Enterprise DC/OS IAM Service also includes support for authorization controls that can be assigned to each of the above accounts. As of DC/OS 1.8, users/services can be given specific permissions in the form “‘Subject’ can perform ‘Action’ on ‘Object’” where ‘Object’ can be an API endpoint to a particular DC/OS Service to a Marathon Application group and ‘Action’ enumerates the set of actions that are possible on the Object such as “Create, Read, Update or Delete”.

For more information, see the documentation.

DC/OS Data services

  • Scheduler authentication for all services. (Enterprise Only)
  • TLS/SSL support for all frameworks. (Enterprise Only)
  • Non-root user config (except Cassandra).
  • Binary CLIs for all services.
Kafka Service Preview

DC/OS Universe has an updated DC/OS Kafka Service. The updated DC/OS Kafka Service now supports configuring ZK service for Apache Kafka.

For more information, see the documentation.

Confluent Kafka Service Preview

DC/OS Universe has a DC/OS Confluent Platform Service that is based on the DC/OS Kafka Service. Confluent offers support for the DC/OS Confluent Platform Service on Enterprise DC/OS.

For more information, see the Universe documentation.

Cassandra Service Preview

DC/OS Universe has an updated DC/OS Cassandra Service. The updated DC/OS Cassandra Service now supports multi-datacenter Cassandra ring topologies, and backup and restore with Azure Storage.

For more information, see the documentation.

Datastax Enterprise (DSE) Service Preview

DC/OS Universe has a DC/OS DataStax Enterprise Service that is based on the DC/OS Cassandra Service.
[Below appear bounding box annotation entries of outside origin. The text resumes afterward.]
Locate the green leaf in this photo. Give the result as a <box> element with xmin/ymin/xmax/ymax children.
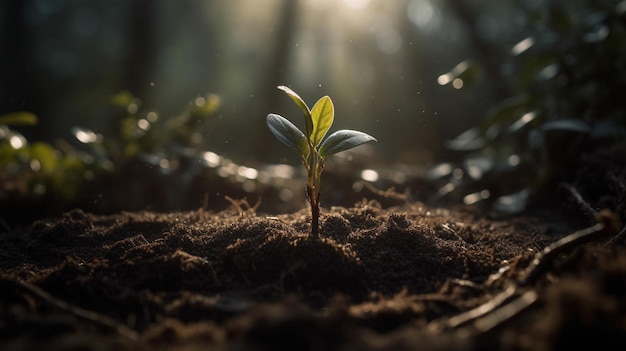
<box><xmin>267</xmin><ymin>113</ymin><xmax>309</xmax><ymax>157</ymax></box>
<box><xmin>30</xmin><ymin>142</ymin><xmax>59</xmax><ymax>173</ymax></box>
<box><xmin>319</xmin><ymin>129</ymin><xmax>376</xmax><ymax>157</ymax></box>
<box><xmin>309</xmin><ymin>96</ymin><xmax>335</xmax><ymax>147</ymax></box>
<box><xmin>278</xmin><ymin>85</ymin><xmax>313</xmax><ymax>136</ymax></box>
<box><xmin>0</xmin><ymin>111</ymin><xmax>38</xmax><ymax>126</ymax></box>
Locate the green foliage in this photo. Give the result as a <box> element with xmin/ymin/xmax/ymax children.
<box><xmin>436</xmin><ymin>0</ymin><xmax>626</xmax><ymax>213</ymax></box>
<box><xmin>0</xmin><ymin>92</ymin><xmax>220</xmax><ymax>220</ymax></box>
<box><xmin>267</xmin><ymin>86</ymin><xmax>376</xmax><ymax>236</ymax></box>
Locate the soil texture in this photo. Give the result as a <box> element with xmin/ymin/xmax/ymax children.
<box><xmin>0</xmin><ymin>144</ymin><xmax>626</xmax><ymax>351</ymax></box>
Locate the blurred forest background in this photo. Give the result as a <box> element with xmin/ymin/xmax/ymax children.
<box><xmin>0</xmin><ymin>0</ymin><xmax>626</xmax><ymax>223</ymax></box>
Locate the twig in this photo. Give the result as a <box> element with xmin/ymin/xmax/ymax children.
<box><xmin>431</xmin><ymin>286</ymin><xmax>517</xmax><ymax>331</ymax></box>
<box><xmin>0</xmin><ymin>277</ymin><xmax>139</xmax><ymax>342</ymax></box>
<box><xmin>430</xmin><ymin>223</ymin><xmax>608</xmax><ymax>333</ymax></box>
<box><xmin>520</xmin><ymin>223</ymin><xmax>605</xmax><ymax>285</ymax></box>
<box><xmin>603</xmin><ymin>226</ymin><xmax>626</xmax><ymax>247</ymax></box>
<box><xmin>464</xmin><ymin>290</ymin><xmax>539</xmax><ymax>333</ymax></box>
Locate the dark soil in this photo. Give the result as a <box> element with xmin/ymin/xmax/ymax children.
<box><xmin>0</xmin><ymin>144</ymin><xmax>626</xmax><ymax>351</ymax></box>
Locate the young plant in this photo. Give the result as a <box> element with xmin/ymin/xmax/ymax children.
<box><xmin>267</xmin><ymin>85</ymin><xmax>376</xmax><ymax>236</ymax></box>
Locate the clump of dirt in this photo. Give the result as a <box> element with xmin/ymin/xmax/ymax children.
<box><xmin>0</xmin><ymin>144</ymin><xmax>626</xmax><ymax>351</ymax></box>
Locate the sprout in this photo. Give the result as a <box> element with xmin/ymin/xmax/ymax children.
<box><xmin>267</xmin><ymin>85</ymin><xmax>376</xmax><ymax>236</ymax></box>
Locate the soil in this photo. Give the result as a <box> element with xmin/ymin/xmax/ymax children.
<box><xmin>0</xmin><ymin>142</ymin><xmax>626</xmax><ymax>351</ymax></box>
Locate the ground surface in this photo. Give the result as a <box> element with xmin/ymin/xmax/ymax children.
<box><xmin>0</xmin><ymin>144</ymin><xmax>626</xmax><ymax>351</ymax></box>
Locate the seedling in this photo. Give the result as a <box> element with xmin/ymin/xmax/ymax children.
<box><xmin>267</xmin><ymin>85</ymin><xmax>376</xmax><ymax>237</ymax></box>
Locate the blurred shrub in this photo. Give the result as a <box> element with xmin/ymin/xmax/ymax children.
<box><xmin>0</xmin><ymin>92</ymin><xmax>220</xmax><ymax>226</ymax></box>
<box><xmin>431</xmin><ymin>0</ymin><xmax>626</xmax><ymax>212</ymax></box>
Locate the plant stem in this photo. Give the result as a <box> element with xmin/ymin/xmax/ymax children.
<box><xmin>306</xmin><ymin>184</ymin><xmax>320</xmax><ymax>238</ymax></box>
<box><xmin>306</xmin><ymin>147</ymin><xmax>324</xmax><ymax>237</ymax></box>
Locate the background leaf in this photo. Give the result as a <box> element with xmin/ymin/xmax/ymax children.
<box><xmin>0</xmin><ymin>111</ymin><xmax>38</xmax><ymax>126</ymax></box>
<box><xmin>319</xmin><ymin>129</ymin><xmax>376</xmax><ymax>157</ymax></box>
<box><xmin>309</xmin><ymin>96</ymin><xmax>335</xmax><ymax>146</ymax></box>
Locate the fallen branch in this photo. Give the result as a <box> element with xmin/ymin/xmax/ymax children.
<box><xmin>0</xmin><ymin>277</ymin><xmax>139</xmax><ymax>342</ymax></box>
<box><xmin>520</xmin><ymin>223</ymin><xmax>605</xmax><ymax>285</ymax></box>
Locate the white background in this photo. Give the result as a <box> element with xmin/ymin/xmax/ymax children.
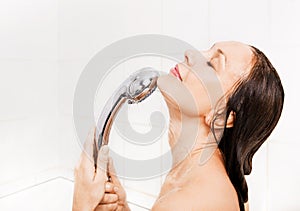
<box><xmin>0</xmin><ymin>0</ymin><xmax>300</xmax><ymax>211</ymax></box>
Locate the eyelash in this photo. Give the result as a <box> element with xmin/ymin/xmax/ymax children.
<box><xmin>206</xmin><ymin>61</ymin><xmax>213</xmax><ymax>68</ymax></box>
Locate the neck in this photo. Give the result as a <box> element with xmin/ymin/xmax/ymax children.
<box><xmin>169</xmin><ymin>108</ymin><xmax>218</xmax><ymax>169</ymax></box>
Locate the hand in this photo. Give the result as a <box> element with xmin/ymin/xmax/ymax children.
<box><xmin>73</xmin><ymin>128</ymin><xmax>108</xmax><ymax>211</ymax></box>
<box><xmin>96</xmin><ymin>158</ymin><xmax>130</xmax><ymax>211</ymax></box>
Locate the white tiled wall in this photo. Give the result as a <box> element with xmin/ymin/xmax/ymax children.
<box><xmin>0</xmin><ymin>0</ymin><xmax>300</xmax><ymax>210</ymax></box>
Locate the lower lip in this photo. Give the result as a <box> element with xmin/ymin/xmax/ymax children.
<box><xmin>170</xmin><ymin>67</ymin><xmax>182</xmax><ymax>81</ymax></box>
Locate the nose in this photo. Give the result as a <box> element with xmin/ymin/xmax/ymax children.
<box><xmin>200</xmin><ymin>50</ymin><xmax>211</xmax><ymax>61</ymax></box>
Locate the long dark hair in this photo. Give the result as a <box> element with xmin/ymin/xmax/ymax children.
<box><xmin>212</xmin><ymin>46</ymin><xmax>284</xmax><ymax>211</ymax></box>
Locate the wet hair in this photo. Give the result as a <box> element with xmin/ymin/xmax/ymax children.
<box><xmin>212</xmin><ymin>46</ymin><xmax>284</xmax><ymax>211</ymax></box>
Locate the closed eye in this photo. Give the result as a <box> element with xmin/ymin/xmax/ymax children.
<box><xmin>206</xmin><ymin>61</ymin><xmax>214</xmax><ymax>68</ymax></box>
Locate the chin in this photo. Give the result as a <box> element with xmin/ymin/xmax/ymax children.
<box><xmin>157</xmin><ymin>74</ymin><xmax>199</xmax><ymax>116</ymax></box>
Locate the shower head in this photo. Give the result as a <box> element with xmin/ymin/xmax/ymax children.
<box><xmin>96</xmin><ymin>67</ymin><xmax>159</xmax><ymax>149</ymax></box>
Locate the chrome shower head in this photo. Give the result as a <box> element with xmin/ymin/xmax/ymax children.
<box><xmin>96</xmin><ymin>67</ymin><xmax>159</xmax><ymax>149</ymax></box>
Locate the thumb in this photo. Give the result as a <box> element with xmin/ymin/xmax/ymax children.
<box><xmin>97</xmin><ymin>145</ymin><xmax>109</xmax><ymax>172</ymax></box>
<box><xmin>108</xmin><ymin>157</ymin><xmax>121</xmax><ymax>186</ymax></box>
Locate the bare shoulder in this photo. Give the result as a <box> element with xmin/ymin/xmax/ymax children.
<box><xmin>152</xmin><ymin>177</ymin><xmax>239</xmax><ymax>211</ymax></box>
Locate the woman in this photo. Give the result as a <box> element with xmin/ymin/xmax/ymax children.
<box><xmin>76</xmin><ymin>42</ymin><xmax>284</xmax><ymax>210</ymax></box>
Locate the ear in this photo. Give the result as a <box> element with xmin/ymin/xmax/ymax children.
<box><xmin>205</xmin><ymin>110</ymin><xmax>235</xmax><ymax>128</ymax></box>
<box><xmin>226</xmin><ymin>111</ymin><xmax>235</xmax><ymax>128</ymax></box>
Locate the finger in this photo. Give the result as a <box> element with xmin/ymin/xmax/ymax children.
<box><xmin>100</xmin><ymin>193</ymin><xmax>119</xmax><ymax>204</ymax></box>
<box><xmin>76</xmin><ymin>128</ymin><xmax>95</xmax><ymax>175</ymax></box>
<box><xmin>108</xmin><ymin>158</ymin><xmax>121</xmax><ymax>186</ymax></box>
<box><xmin>105</xmin><ymin>182</ymin><xmax>114</xmax><ymax>193</ymax></box>
<box><xmin>82</xmin><ymin>127</ymin><xmax>95</xmax><ymax>161</ymax></box>
<box><xmin>97</xmin><ymin>145</ymin><xmax>109</xmax><ymax>172</ymax></box>
<box><xmin>95</xmin><ymin>203</ymin><xmax>118</xmax><ymax>211</ymax></box>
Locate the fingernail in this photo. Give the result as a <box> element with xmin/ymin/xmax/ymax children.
<box><xmin>102</xmin><ymin>145</ymin><xmax>109</xmax><ymax>154</ymax></box>
<box><xmin>105</xmin><ymin>183</ymin><xmax>110</xmax><ymax>189</ymax></box>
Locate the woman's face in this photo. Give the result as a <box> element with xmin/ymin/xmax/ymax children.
<box><xmin>158</xmin><ymin>42</ymin><xmax>253</xmax><ymax>116</ymax></box>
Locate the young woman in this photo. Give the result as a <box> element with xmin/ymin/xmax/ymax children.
<box><xmin>74</xmin><ymin>42</ymin><xmax>284</xmax><ymax>211</ymax></box>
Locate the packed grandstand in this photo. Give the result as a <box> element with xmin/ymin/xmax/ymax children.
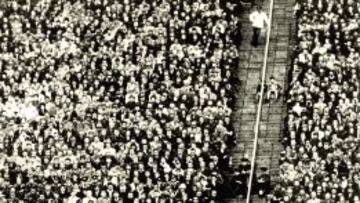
<box><xmin>0</xmin><ymin>0</ymin><xmax>360</xmax><ymax>203</ymax></box>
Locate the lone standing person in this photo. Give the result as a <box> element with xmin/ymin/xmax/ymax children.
<box><xmin>250</xmin><ymin>6</ymin><xmax>269</xmax><ymax>47</ymax></box>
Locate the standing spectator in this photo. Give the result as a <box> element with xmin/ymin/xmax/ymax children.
<box><xmin>249</xmin><ymin>6</ymin><xmax>269</xmax><ymax>47</ymax></box>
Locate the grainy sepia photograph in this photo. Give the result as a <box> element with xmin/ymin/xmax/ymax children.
<box><xmin>0</xmin><ymin>0</ymin><xmax>354</xmax><ymax>203</ymax></box>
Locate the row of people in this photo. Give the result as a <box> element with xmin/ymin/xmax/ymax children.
<box><xmin>0</xmin><ymin>0</ymin><xmax>241</xmax><ymax>203</ymax></box>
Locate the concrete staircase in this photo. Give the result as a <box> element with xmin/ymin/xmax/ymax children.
<box><xmin>227</xmin><ymin>0</ymin><xmax>295</xmax><ymax>203</ymax></box>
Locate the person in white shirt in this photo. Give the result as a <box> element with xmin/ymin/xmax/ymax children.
<box><xmin>250</xmin><ymin>6</ymin><xmax>269</xmax><ymax>47</ymax></box>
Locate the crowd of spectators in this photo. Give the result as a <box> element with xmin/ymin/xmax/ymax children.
<box><xmin>272</xmin><ymin>0</ymin><xmax>360</xmax><ymax>203</ymax></box>
<box><xmin>0</xmin><ymin>0</ymin><xmax>240</xmax><ymax>203</ymax></box>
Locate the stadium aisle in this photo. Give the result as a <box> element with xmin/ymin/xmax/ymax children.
<box><xmin>229</xmin><ymin>0</ymin><xmax>295</xmax><ymax>203</ymax></box>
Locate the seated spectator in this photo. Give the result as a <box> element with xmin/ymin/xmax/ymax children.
<box><xmin>0</xmin><ymin>0</ymin><xmax>242</xmax><ymax>203</ymax></box>
<box><xmin>278</xmin><ymin>0</ymin><xmax>360</xmax><ymax>202</ymax></box>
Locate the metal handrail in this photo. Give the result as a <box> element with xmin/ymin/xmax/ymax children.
<box><xmin>246</xmin><ymin>0</ymin><xmax>274</xmax><ymax>203</ymax></box>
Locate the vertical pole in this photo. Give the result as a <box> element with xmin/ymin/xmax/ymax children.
<box><xmin>246</xmin><ymin>0</ymin><xmax>274</xmax><ymax>203</ymax></box>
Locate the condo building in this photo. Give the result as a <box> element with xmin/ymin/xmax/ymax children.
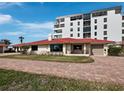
<box><xmin>51</xmin><ymin>6</ymin><xmax>124</xmax><ymax>42</ymax></box>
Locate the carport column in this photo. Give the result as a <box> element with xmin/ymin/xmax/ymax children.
<box><xmin>63</xmin><ymin>44</ymin><xmax>66</xmax><ymax>55</ymax></box>
<box><xmin>103</xmin><ymin>44</ymin><xmax>108</xmax><ymax>56</ymax></box>
<box><xmin>84</xmin><ymin>44</ymin><xmax>87</xmax><ymax>54</ymax></box>
<box><xmin>15</xmin><ymin>47</ymin><xmax>18</xmax><ymax>52</ymax></box>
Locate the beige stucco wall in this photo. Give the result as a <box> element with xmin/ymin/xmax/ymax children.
<box><xmin>27</xmin><ymin>45</ymin><xmax>50</xmax><ymax>55</ymax></box>
<box><xmin>27</xmin><ymin>44</ymin><xmax>108</xmax><ymax>56</ymax></box>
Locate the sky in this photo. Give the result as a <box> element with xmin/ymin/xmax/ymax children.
<box><xmin>0</xmin><ymin>2</ymin><xmax>124</xmax><ymax>44</ymax></box>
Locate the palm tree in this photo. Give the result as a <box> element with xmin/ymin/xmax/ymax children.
<box><xmin>19</xmin><ymin>36</ymin><xmax>24</xmax><ymax>43</ymax></box>
<box><xmin>0</xmin><ymin>39</ymin><xmax>11</xmax><ymax>45</ymax></box>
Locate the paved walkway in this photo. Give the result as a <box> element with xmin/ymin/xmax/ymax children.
<box><xmin>0</xmin><ymin>57</ymin><xmax>124</xmax><ymax>84</ymax></box>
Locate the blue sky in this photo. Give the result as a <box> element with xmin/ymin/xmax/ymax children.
<box><xmin>0</xmin><ymin>2</ymin><xmax>124</xmax><ymax>44</ymax></box>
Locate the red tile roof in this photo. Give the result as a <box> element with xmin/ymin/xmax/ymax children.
<box><xmin>13</xmin><ymin>38</ymin><xmax>113</xmax><ymax>47</ymax></box>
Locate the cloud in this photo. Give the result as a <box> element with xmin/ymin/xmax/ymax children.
<box><xmin>0</xmin><ymin>2</ymin><xmax>23</xmax><ymax>9</ymax></box>
<box><xmin>16</xmin><ymin>21</ymin><xmax>54</xmax><ymax>30</ymax></box>
<box><xmin>0</xmin><ymin>14</ymin><xmax>13</xmax><ymax>24</ymax></box>
<box><xmin>1</xmin><ymin>31</ymin><xmax>25</xmax><ymax>36</ymax></box>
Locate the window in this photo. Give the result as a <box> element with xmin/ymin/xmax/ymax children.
<box><xmin>70</xmin><ymin>22</ymin><xmax>73</xmax><ymax>26</ymax></box>
<box><xmin>94</xmin><ymin>19</ymin><xmax>97</xmax><ymax>24</ymax></box>
<box><xmin>70</xmin><ymin>34</ymin><xmax>73</xmax><ymax>37</ymax></box>
<box><xmin>70</xmin><ymin>28</ymin><xmax>73</xmax><ymax>31</ymax></box>
<box><xmin>94</xmin><ymin>32</ymin><xmax>97</xmax><ymax>36</ymax></box>
<box><xmin>104</xmin><ymin>24</ymin><xmax>107</xmax><ymax>29</ymax></box>
<box><xmin>78</xmin><ymin>33</ymin><xmax>80</xmax><ymax>37</ymax></box>
<box><xmin>70</xmin><ymin>15</ymin><xmax>83</xmax><ymax>21</ymax></box>
<box><xmin>60</xmin><ymin>24</ymin><xmax>65</xmax><ymax>27</ymax></box>
<box><xmin>78</xmin><ymin>22</ymin><xmax>80</xmax><ymax>26</ymax></box>
<box><xmin>31</xmin><ymin>46</ymin><xmax>38</xmax><ymax>51</ymax></box>
<box><xmin>115</xmin><ymin>9</ymin><xmax>121</xmax><ymax>14</ymax></box>
<box><xmin>104</xmin><ymin>37</ymin><xmax>107</xmax><ymax>40</ymax></box>
<box><xmin>104</xmin><ymin>18</ymin><xmax>107</xmax><ymax>22</ymax></box>
<box><xmin>78</xmin><ymin>27</ymin><xmax>80</xmax><ymax>31</ymax></box>
<box><xmin>103</xmin><ymin>31</ymin><xmax>107</xmax><ymax>35</ymax></box>
<box><xmin>92</xmin><ymin>11</ymin><xmax>107</xmax><ymax>17</ymax></box>
<box><xmin>94</xmin><ymin>25</ymin><xmax>97</xmax><ymax>30</ymax></box>
<box><xmin>54</xmin><ymin>29</ymin><xmax>62</xmax><ymax>33</ymax></box>
<box><xmin>83</xmin><ymin>13</ymin><xmax>91</xmax><ymax>20</ymax></box>
<box><xmin>50</xmin><ymin>44</ymin><xmax>63</xmax><ymax>52</ymax></box>
<box><xmin>122</xmin><ymin>29</ymin><xmax>124</xmax><ymax>34</ymax></box>
<box><xmin>83</xmin><ymin>27</ymin><xmax>91</xmax><ymax>32</ymax></box>
<box><xmin>83</xmin><ymin>21</ymin><xmax>91</xmax><ymax>26</ymax></box>
<box><xmin>122</xmin><ymin>23</ymin><xmax>124</xmax><ymax>27</ymax></box>
<box><xmin>122</xmin><ymin>36</ymin><xmax>124</xmax><ymax>41</ymax></box>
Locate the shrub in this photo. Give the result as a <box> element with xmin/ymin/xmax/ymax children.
<box><xmin>22</xmin><ymin>46</ymin><xmax>29</xmax><ymax>54</ymax></box>
<box><xmin>108</xmin><ymin>45</ymin><xmax>122</xmax><ymax>56</ymax></box>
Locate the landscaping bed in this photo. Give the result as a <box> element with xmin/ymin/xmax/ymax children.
<box><xmin>0</xmin><ymin>69</ymin><xmax>124</xmax><ymax>91</ymax></box>
<box><xmin>0</xmin><ymin>55</ymin><xmax>94</xmax><ymax>63</ymax></box>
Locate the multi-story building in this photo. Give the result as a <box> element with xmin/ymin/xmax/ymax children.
<box><xmin>52</xmin><ymin>6</ymin><xmax>124</xmax><ymax>41</ymax></box>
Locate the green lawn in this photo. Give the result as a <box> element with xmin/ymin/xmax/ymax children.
<box><xmin>0</xmin><ymin>69</ymin><xmax>124</xmax><ymax>91</ymax></box>
<box><xmin>0</xmin><ymin>55</ymin><xmax>94</xmax><ymax>63</ymax></box>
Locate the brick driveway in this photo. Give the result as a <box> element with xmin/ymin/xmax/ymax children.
<box><xmin>0</xmin><ymin>57</ymin><xmax>124</xmax><ymax>84</ymax></box>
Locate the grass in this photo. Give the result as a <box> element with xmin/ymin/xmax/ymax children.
<box><xmin>0</xmin><ymin>55</ymin><xmax>94</xmax><ymax>63</ymax></box>
<box><xmin>0</xmin><ymin>69</ymin><xmax>124</xmax><ymax>91</ymax></box>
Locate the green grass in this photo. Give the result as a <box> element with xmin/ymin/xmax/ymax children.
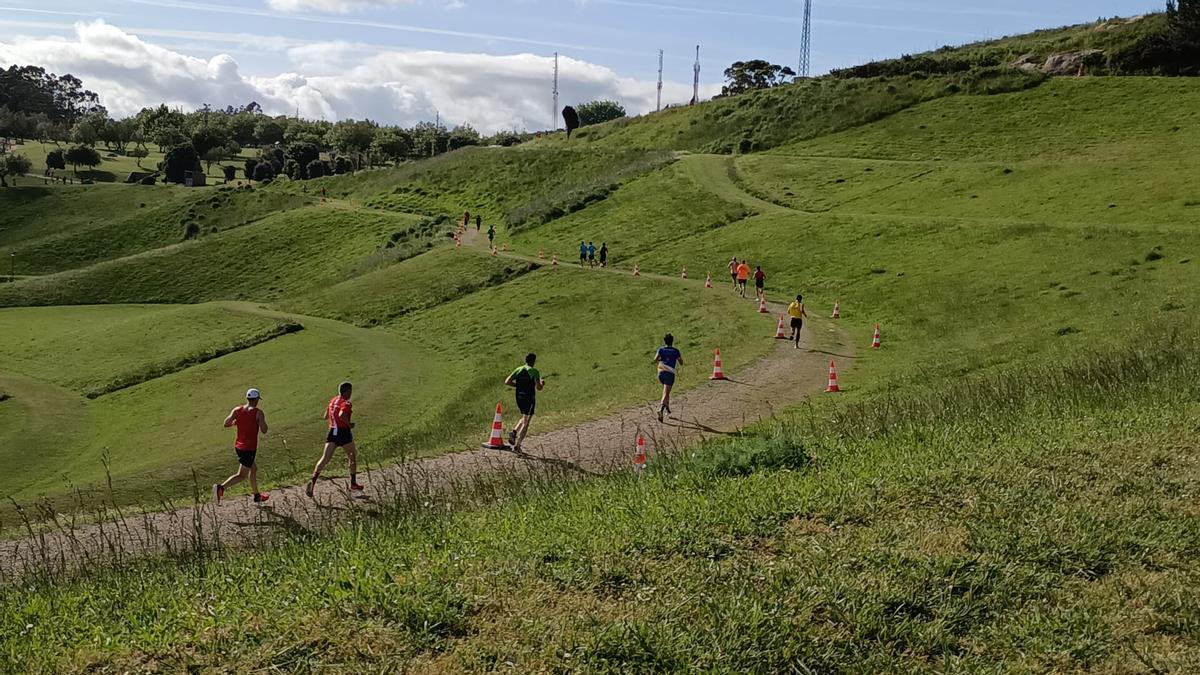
<box><xmin>0</xmin><ymin>339</ymin><xmax>1200</xmax><ymax>673</ymax></box>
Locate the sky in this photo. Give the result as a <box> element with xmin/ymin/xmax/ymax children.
<box><xmin>0</xmin><ymin>0</ymin><xmax>1165</xmax><ymax>133</ymax></box>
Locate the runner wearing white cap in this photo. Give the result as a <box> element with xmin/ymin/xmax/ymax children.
<box><xmin>212</xmin><ymin>389</ymin><xmax>270</xmax><ymax>504</ymax></box>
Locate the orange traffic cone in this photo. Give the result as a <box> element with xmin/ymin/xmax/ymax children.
<box><xmin>482</xmin><ymin>404</ymin><xmax>508</xmax><ymax>450</ymax></box>
<box><xmin>634</xmin><ymin>435</ymin><xmax>646</xmax><ymax>471</ymax></box>
<box><xmin>826</xmin><ymin>362</ymin><xmax>841</xmax><ymax>394</ymax></box>
<box><xmin>709</xmin><ymin>347</ymin><xmax>727</xmax><ymax>380</ymax></box>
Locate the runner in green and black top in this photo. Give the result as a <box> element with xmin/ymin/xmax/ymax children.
<box><xmin>504</xmin><ymin>353</ymin><xmax>546</xmax><ymax>453</ymax></box>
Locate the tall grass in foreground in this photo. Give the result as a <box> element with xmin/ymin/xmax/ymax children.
<box><xmin>0</xmin><ymin>326</ymin><xmax>1200</xmax><ymax>673</ymax></box>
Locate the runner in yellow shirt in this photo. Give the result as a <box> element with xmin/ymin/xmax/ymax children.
<box><xmin>787</xmin><ymin>295</ymin><xmax>809</xmax><ymax>350</ymax></box>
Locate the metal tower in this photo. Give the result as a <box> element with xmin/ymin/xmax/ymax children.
<box><xmin>654</xmin><ymin>49</ymin><xmax>662</xmax><ymax>113</ymax></box>
<box><xmin>550</xmin><ymin>52</ymin><xmax>558</xmax><ymax>131</ymax></box>
<box><xmin>796</xmin><ymin>0</ymin><xmax>812</xmax><ymax>77</ymax></box>
<box><xmin>691</xmin><ymin>44</ymin><xmax>700</xmax><ymax>106</ymax></box>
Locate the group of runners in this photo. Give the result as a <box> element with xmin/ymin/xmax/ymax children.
<box><xmin>212</xmin><ymin>382</ymin><xmax>362</xmax><ymax>504</ymax></box>
<box><xmin>580</xmin><ymin>240</ymin><xmax>608</xmax><ymax>267</ymax></box>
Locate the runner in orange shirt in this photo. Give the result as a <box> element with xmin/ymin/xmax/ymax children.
<box><xmin>212</xmin><ymin>389</ymin><xmax>270</xmax><ymax>504</ymax></box>
<box><xmin>738</xmin><ymin>261</ymin><xmax>750</xmax><ymax>298</ymax></box>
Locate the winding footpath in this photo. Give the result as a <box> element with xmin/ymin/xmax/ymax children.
<box><xmin>0</xmin><ymin>156</ymin><xmax>854</xmax><ymax>578</ymax></box>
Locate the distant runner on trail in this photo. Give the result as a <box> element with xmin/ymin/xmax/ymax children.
<box><xmin>654</xmin><ymin>333</ymin><xmax>683</xmax><ymax>422</ymax></box>
<box><xmin>305</xmin><ymin>382</ymin><xmax>362</xmax><ymax>497</ymax></box>
<box><xmin>738</xmin><ymin>261</ymin><xmax>750</xmax><ymax>298</ymax></box>
<box><xmin>787</xmin><ymin>295</ymin><xmax>809</xmax><ymax>350</ymax></box>
<box><xmin>504</xmin><ymin>352</ymin><xmax>546</xmax><ymax>453</ymax></box>
<box><xmin>212</xmin><ymin>389</ymin><xmax>270</xmax><ymax>504</ymax></box>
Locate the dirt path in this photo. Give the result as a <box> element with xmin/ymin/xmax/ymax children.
<box><xmin>0</xmin><ymin>163</ymin><xmax>854</xmax><ymax>577</ymax></box>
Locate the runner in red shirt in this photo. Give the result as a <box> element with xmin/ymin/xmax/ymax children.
<box><xmin>305</xmin><ymin>382</ymin><xmax>362</xmax><ymax>497</ymax></box>
<box><xmin>212</xmin><ymin>389</ymin><xmax>270</xmax><ymax>504</ymax></box>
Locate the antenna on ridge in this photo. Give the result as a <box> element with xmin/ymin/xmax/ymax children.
<box><xmin>550</xmin><ymin>52</ymin><xmax>558</xmax><ymax>131</ymax></box>
<box><xmin>654</xmin><ymin>49</ymin><xmax>662</xmax><ymax>113</ymax></box>
<box><xmin>796</xmin><ymin>0</ymin><xmax>812</xmax><ymax>77</ymax></box>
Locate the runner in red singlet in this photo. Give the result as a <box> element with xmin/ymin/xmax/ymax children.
<box><xmin>212</xmin><ymin>389</ymin><xmax>270</xmax><ymax>504</ymax></box>
<box><xmin>305</xmin><ymin>382</ymin><xmax>362</xmax><ymax>497</ymax></box>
DataStax offers support for the DC/OS DataStax Enterprise Service on Enterprise DC/OS.

For more information, see the Universe documentation.

HDFS Service Experimental

DC/OS Universe now has a new DC/OS HDFS Service. This new DC/OS HDFS Service is an entirely new implementation sharing no code with the previous DC/OS HDFS Services. DC/OS HDFS Service can be deployed with a single command. Multiple instances of the DC/OS HDFS Service can be deployed to a single DC/OS cluster. Configuration of a DC/OS HDFS Service can updated at runtime without service interruption. DC/OS HDFS Service instances reserve all resources including CPU, Memory, Disk and Network Ports.

For more information, see the documentation.

Spark Service

DC/OS Universe has an updated version of Apache Spark based on 1.6.2. In addition to all the of features of Apache Spark 1.6.2, the DC/OS Spark Service supports Kerberos and SSL with secure HDFS clusters. Latest stable Spark with coarse-grained scheduler.

For more information, see the documentation.

Developer Agility

Enhanced Cloud Templates

  • Preview You can use customized Amazon Machine Images (AMI) based on CentOS 7 or CoreOS to launch DC/OS with the advanced templates. For more information, see the documentation.
  • You can create custom advanced templates for DC/OS and then deploy and run DC/OS from your own private S3 bucket. For more information, see the documentation.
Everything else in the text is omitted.